Classifying and Understanding Cancer Through microRNA-Based Deep Learning
Deep Learning , microRNA , Cancer Classification
Accurate cancer classification is essential for improved mechanistic understanding, prognostication, and treatment selection. Advances in next-generation sequencing have allowed large molecular datasets to be acquired rapidly. These datasets can be used to increase our understanding of disease through careful extraction and interpretation of molecular information. microRNAs (miRNAs) are small RNA molecules that negatively regulate gene expression, and their dyresgulation is a common disease mechanism in many cancers.
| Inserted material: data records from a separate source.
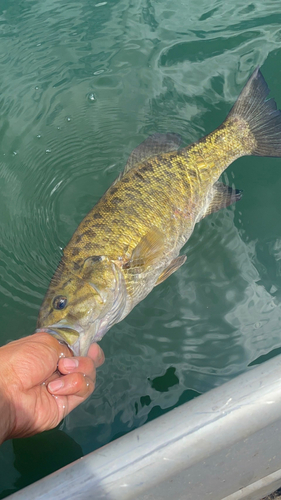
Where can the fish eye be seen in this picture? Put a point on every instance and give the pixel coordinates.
(59, 302)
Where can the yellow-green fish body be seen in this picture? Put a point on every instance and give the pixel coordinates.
(130, 241)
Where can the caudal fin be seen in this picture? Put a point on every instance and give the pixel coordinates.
(261, 115)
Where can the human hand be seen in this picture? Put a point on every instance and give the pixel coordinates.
(40, 383)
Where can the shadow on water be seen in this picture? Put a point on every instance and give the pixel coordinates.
(40, 455)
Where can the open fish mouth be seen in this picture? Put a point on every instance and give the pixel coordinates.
(65, 334)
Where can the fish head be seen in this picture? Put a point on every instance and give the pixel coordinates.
(80, 307)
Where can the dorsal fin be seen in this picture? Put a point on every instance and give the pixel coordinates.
(223, 196)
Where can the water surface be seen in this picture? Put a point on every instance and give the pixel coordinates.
(82, 84)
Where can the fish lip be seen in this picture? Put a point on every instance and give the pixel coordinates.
(54, 330)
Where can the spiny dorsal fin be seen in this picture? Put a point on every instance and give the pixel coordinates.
(223, 196)
(172, 267)
(150, 248)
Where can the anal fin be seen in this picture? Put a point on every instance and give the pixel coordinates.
(223, 196)
(172, 267)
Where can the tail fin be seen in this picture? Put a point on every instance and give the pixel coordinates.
(262, 116)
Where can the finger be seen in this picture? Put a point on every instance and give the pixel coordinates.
(72, 384)
(96, 354)
(83, 365)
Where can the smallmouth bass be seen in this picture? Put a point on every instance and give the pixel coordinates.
(130, 241)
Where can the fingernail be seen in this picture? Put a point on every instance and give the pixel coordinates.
(55, 385)
(70, 363)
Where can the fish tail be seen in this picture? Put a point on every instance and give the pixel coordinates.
(259, 116)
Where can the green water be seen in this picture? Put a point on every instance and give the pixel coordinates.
(82, 84)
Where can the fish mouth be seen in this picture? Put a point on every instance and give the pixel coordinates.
(65, 334)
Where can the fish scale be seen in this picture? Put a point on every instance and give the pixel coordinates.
(130, 241)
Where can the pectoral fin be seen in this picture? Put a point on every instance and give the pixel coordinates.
(223, 196)
(174, 266)
(150, 249)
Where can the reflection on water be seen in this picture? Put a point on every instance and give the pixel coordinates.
(82, 84)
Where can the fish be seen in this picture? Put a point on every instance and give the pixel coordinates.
(130, 241)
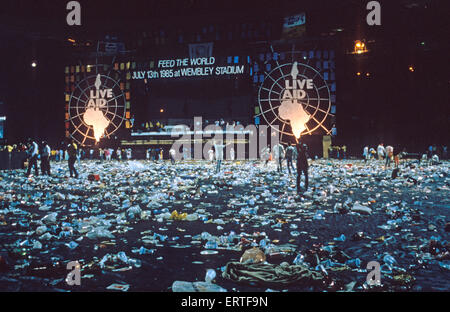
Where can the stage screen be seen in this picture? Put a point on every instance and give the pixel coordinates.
(210, 87)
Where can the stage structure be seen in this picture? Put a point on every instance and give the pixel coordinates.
(97, 101)
(296, 92)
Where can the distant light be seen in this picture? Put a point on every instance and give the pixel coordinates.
(360, 47)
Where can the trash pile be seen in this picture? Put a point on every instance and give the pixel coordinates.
(152, 226)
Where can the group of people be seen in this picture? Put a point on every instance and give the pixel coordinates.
(42, 152)
(338, 152)
(295, 152)
(383, 153)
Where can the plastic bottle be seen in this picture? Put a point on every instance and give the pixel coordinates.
(210, 275)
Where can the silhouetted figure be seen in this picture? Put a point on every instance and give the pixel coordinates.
(72, 151)
(45, 158)
(32, 153)
(302, 165)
While a number of mRNA and protein biomarkers have been suggested for certain cancers, there has been little translation of miRNA biomarkers to a clinical setting. Through a clearer understanding of miRNA dysregulation in cancer, improved mechanistic knowledge and better treatments can be sought. However, there is currently a paucity of computational methods that can handle large next-generation sequencing data for improved cancer classification and understanding. In this work, we present three distinct deep learning architectures designed to classify cancer and extract meaningful information from miRNA profiles: a Deep Cancer Classifier (DCC), Deep Neural Map (DNM), and Graph Transformer Network (GTN). First, we use the DCC to classify neoplastic from non-neoplastic tissue from the same origin. The DCC is compared to machine learning and feature selection algorithms to demonstrate the advantages of miRNA-based deep learning. We also identify miRNA cancer biomarkers with distinct differences in neoplastic and non-neoplastic tissue through our feature selection algorithm (e.g., miR-375 in breast cancer). Next, this work is extended to unsupervised classification with the DNM, using only similarities between miRNA profiles to stratify cancer by neoplasticity status and tissue-of-origin. Activation gradients are implemented to determine miRNA biomarkers and interpret sample misclassifications, finding clusters of cancer subtypes and potential higher-grade tumours. Finally, the GTN is employed to analyze the targeting relationship between miRNA and messenger RNAs (mRNAs). The attention of the network determines both miRNA and mRNA biomarkers, as well as important targeting pathways in cancer. We show the importance of analyzing molecular data through deep learning by achieving high classification accuracy, and identifying both well-known and novel biomarkers.